Stock signing from my 2005 visit to the UK
One thing I love about signings is the chance to chat, even if briefly, to people who have actually read my book (and liked it). Try as I might, I find it very hard to write and talk at the same time. The fewer books you bring, the more likely it is that I'll be able to juggle the chatting and signing.
Also, the longer I've been signing for, the more likely I will lose the ability to speak coherently. Please be understanding if I make no sense at all after signing for a couple of hours or it's the third signing of the day.
Occasionally I've signed books for people who are very shy or too nervous to speak. Sometimes if I chat to them they relax, sometimes it makes them more uncomfortable. I understand completely. Only two years ago I discovered, at Worldcon in Montreal, that I'm still capable of turning into a gushing fangirl when finally confronted by a favourite author at the end of a signing queue (which is the opposite reaction, but has the same cause). I think we should have a code word or phrase for these occasions. If you find you're too nervous to speak, just smile and say "ugg boots" and I'll know not to pester you.

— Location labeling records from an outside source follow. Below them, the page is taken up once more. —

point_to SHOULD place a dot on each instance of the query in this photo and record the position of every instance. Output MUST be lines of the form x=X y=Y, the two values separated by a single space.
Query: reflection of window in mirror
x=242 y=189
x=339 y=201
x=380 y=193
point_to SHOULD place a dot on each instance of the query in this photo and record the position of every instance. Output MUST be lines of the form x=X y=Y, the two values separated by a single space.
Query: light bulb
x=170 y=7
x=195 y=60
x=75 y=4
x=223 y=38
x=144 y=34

Like most authors, I'm happy to sign things other than books so long as it's legal, doesn't involve charges of indecent behaviour being laid, won't make a mess of me or the shop, and won't take a long time. I've signed a quilting square, various human (living) body parts and a giant tentacle before. Bring an appropriate pen.

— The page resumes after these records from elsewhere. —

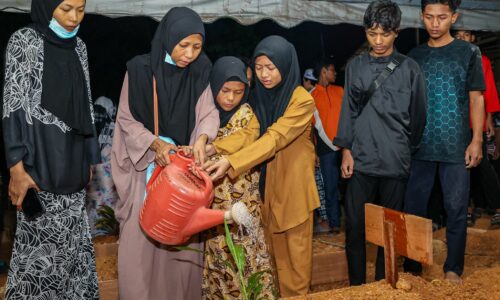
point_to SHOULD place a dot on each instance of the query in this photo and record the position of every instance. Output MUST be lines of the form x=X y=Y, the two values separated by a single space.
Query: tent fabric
x=287 y=13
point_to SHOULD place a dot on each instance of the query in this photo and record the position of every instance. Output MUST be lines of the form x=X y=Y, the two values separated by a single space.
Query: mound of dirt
x=481 y=285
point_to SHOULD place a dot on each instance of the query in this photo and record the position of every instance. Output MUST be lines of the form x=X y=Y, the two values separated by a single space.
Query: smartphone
x=32 y=206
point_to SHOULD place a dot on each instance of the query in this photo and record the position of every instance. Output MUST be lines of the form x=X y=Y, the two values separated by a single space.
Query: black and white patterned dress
x=53 y=257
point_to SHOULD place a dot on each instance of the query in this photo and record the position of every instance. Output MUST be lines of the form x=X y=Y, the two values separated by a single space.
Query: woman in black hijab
x=285 y=152
x=229 y=84
x=187 y=115
x=50 y=144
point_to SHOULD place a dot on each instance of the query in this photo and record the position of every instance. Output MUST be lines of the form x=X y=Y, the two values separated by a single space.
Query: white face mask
x=169 y=60
x=60 y=31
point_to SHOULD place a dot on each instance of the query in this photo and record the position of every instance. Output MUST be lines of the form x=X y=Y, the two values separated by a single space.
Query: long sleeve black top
x=56 y=158
x=383 y=134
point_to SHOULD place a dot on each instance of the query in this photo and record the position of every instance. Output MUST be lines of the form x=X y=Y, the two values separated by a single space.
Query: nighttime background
x=111 y=42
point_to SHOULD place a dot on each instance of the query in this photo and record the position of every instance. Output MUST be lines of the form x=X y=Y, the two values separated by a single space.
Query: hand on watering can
x=217 y=169
x=200 y=156
x=162 y=150
x=210 y=150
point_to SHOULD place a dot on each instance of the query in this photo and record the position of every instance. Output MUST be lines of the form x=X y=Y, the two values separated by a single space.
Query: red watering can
x=177 y=201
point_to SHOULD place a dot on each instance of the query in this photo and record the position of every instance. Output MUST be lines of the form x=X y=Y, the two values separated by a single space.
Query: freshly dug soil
x=106 y=268
x=106 y=264
x=481 y=275
x=478 y=286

The giant tentacle at Aussiecon4
General Good Manners:
You don't usually have to buy a book at the shop to get a books signed, but it is polite to do so. (Again, check with the shop.) If you already have all of my books, buy someone else's (but don't ask me to sign it!). If you find nothing you want, or can't afford to buy a book, try to spend a few minutes having a look around while you're there. Bricks and mortar bookshops have a hard time competing with online stores, and the more of them that go out of business the fewer venues there'll be for signings. If you like being able to meet an author and get your books signed, support the shops that provide you with that opportunity.
Be considerate of others in the queue. This should go without saying.
Remember that I'm on a tight schedule and, due to my back problems, travelling as light as I can. A signing is not a good time to be telling an author the idea for that book you're writing, or your ideas for a book they should write, or attempt to interview them, or listing all the typos you found in their books. Gifts are an awkward issue. The fact you came along to a signing is honestly a gift in itself. If you do really, really want to give me a gift I will be very flattered, but keep it small and light. If you give me a two metre tall statue of Akkarin or a painting of Mischief I'm not going to have room in the suitcase to take it home, and postage to Australia is very, very expensive. But I will, instead, take a photo of it.
Going on tour takes time out of my writing schedule so when I get home I'll be launching straight back into writing The Traitor Queen. Definitely do not attempt to leave your manuscript for me to read. I can't read it on tour or at home, and you'll have wasted a lot of good paper and trees. As with emails, I read all letters but don't have time to answer them.
(You can probably tell the last three paragraphs are based on some horror stories I've read and been told.)
I'm always happy to pose for a photo with someone. Or their garden gnome. Or giant tentacles. So long as it's not dangerous or likely to make a mess of me and the shop. I have no objection to holding your handknit sock in progress. (Waiting to see if anyone gets that reference…)
I think that's it, though I may add to this if I'm asked questions I haven't answered or something else occurs to me. Here are two signing etiquette links you may enjoy. Obviously I'm not as famous as these two authors and hope not to have to set some of the rules they have, but there's some good advice here:
Neil Gaiman has a very good So You're Going To A Signing post (scroll down to the section in italics). Great tips include opening anything covered in plastic first, and spelling out your name (which I usually have a notebook on hand for).
And this web page about signing tour etiquette at Terry Pratchet events is funny and has good advice about the number of books to bring.